WATCH: Australia’s own teen lesbian rom-com is coming to cinemas

ellie and abbie and abbie's dead aunt lesbian rom com brisbane queer film festival romantic comedy australian film
Photo: Brisbane Queer Film Festival

Heartfelt and hilarious Australian lesbian rom-com Ellie and Abbie (& Ellie’s Dead Aunt) is opening in Australian cinemas this month.

The queer film sees school captain Ellie fall for rebellious classmate Abbie. However teen awkwardness and angst get in the way of her plan to ask Abbie to the year 12 formal.

Then, Ellie is visited by the ghost of her late aunt Tara, a lesbian activist who died in the 1980s. Tara acts as a “fairy godmother” of sorts for the teenager.

Ellie and Abbie debuted at the Mardi Gras Film Festival in February, and won the Audience Award for best feature.

It’s also proved a hit at film festivals with screenings around the country, and is opening in select cinemas next Thursday (November 19).

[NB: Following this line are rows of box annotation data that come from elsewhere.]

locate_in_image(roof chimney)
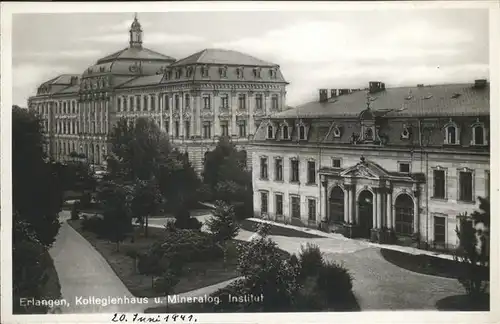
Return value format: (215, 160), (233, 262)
(319, 89), (328, 102)
(474, 79), (488, 89)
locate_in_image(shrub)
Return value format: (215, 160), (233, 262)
(207, 201), (240, 242)
(238, 230), (300, 311)
(299, 243), (324, 278)
(71, 201), (80, 220)
(80, 192), (92, 208)
(164, 219), (177, 232)
(148, 229), (223, 263)
(82, 216), (105, 235)
(317, 262), (352, 303)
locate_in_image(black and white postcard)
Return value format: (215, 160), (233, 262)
(1, 1), (500, 324)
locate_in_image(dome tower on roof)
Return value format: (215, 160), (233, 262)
(130, 13), (142, 48)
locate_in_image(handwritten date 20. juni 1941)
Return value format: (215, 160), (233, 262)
(111, 313), (198, 323)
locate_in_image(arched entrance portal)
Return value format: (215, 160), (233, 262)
(394, 194), (414, 235)
(328, 186), (344, 223)
(358, 190), (373, 238)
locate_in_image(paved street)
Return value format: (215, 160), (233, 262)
(50, 211), (144, 313)
(147, 216), (465, 310)
(50, 212), (464, 313)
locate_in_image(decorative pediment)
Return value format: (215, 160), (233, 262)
(340, 157), (390, 179)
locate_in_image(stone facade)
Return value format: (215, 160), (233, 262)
(252, 81), (490, 249)
(28, 18), (287, 171)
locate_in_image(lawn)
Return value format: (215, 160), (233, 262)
(239, 219), (324, 238)
(68, 220), (250, 297)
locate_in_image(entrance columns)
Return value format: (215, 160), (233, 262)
(344, 185), (351, 223)
(413, 186), (420, 233)
(346, 184), (356, 223)
(321, 175), (330, 221)
(385, 187), (394, 229)
(375, 188), (383, 228)
(372, 188), (379, 228)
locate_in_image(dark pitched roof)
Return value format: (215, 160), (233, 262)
(272, 84), (490, 118)
(119, 75), (163, 88)
(97, 47), (175, 64)
(172, 48), (277, 66)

Filmmaker Monica Zanetti has adapted the movie from her own stage play of the same name.

Young stars Sophie Hawkshaw (Love Child) and Zoe Terakes (Wentworth) play the titular couple Allie and Abbie.

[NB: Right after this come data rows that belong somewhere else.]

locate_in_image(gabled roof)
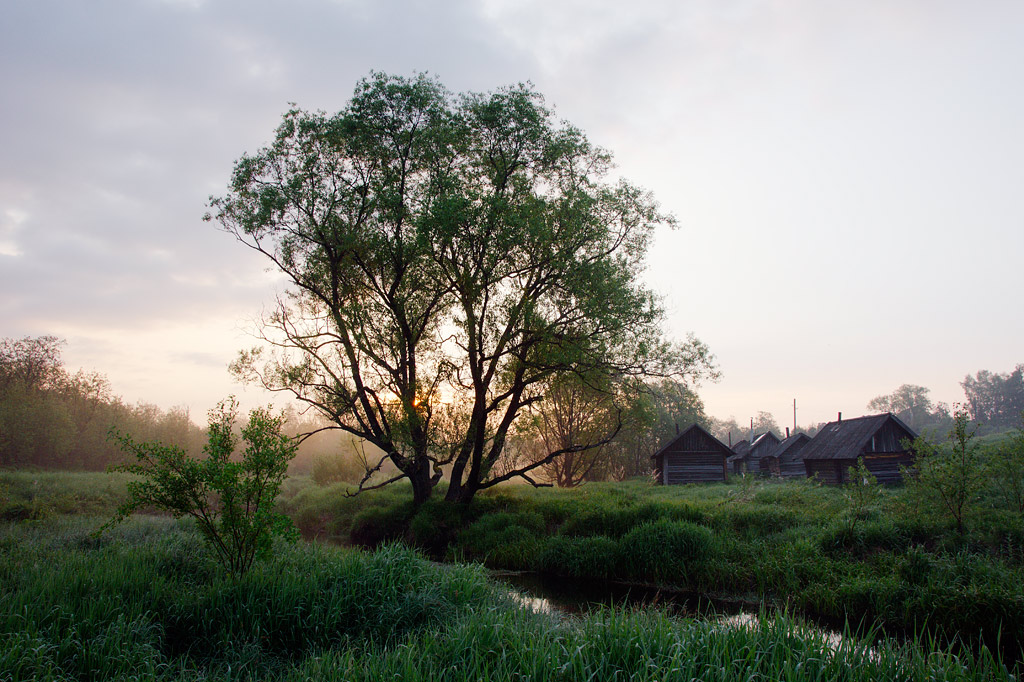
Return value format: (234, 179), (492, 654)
(751, 431), (778, 460)
(802, 413), (918, 460)
(766, 433), (811, 459)
(650, 424), (732, 460)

They’re joined by an all-star ensemble cast including Janet King‘s Marta Dusseldorp, Hunt for the Wilderpeople’s Rachel House and Starting from… Now‘s Julia Billington.

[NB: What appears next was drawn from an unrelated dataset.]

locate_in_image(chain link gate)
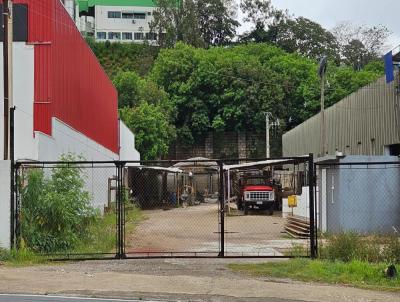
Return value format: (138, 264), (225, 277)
(12, 156), (317, 260)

‘Ellie and Abbie’ combines romantic comedy and drama

Monica Zanetti spoke to of the lack of same-sex rom-coms when she was growing up, particularly family-friendly films.

“My experience of coming out was similar in some ways to Ellie’s experience,” she said.

“I realised I liked someone, and I was so excited about that. I had this wonderfully supportive experience from my parents at the time.

“But as much as I wanted to write a really simple lesbian rom-com – because their really aren’t any in Australia – I couldn’t without acknowledging the people that have come before.”

Zanetti incorporated that history through the character of Tara, played by Billington. She said her openly gay uncle partly inspired the character.

“He lived openly my whole life, but he came out in the 1950s or 60s,” she said.

“He lived very true to himself in a time when I know how incredibly hard that would’ve been.

“Tara is fictional but she’s based on that knowledge that I had an easier time because of those who forged this path.”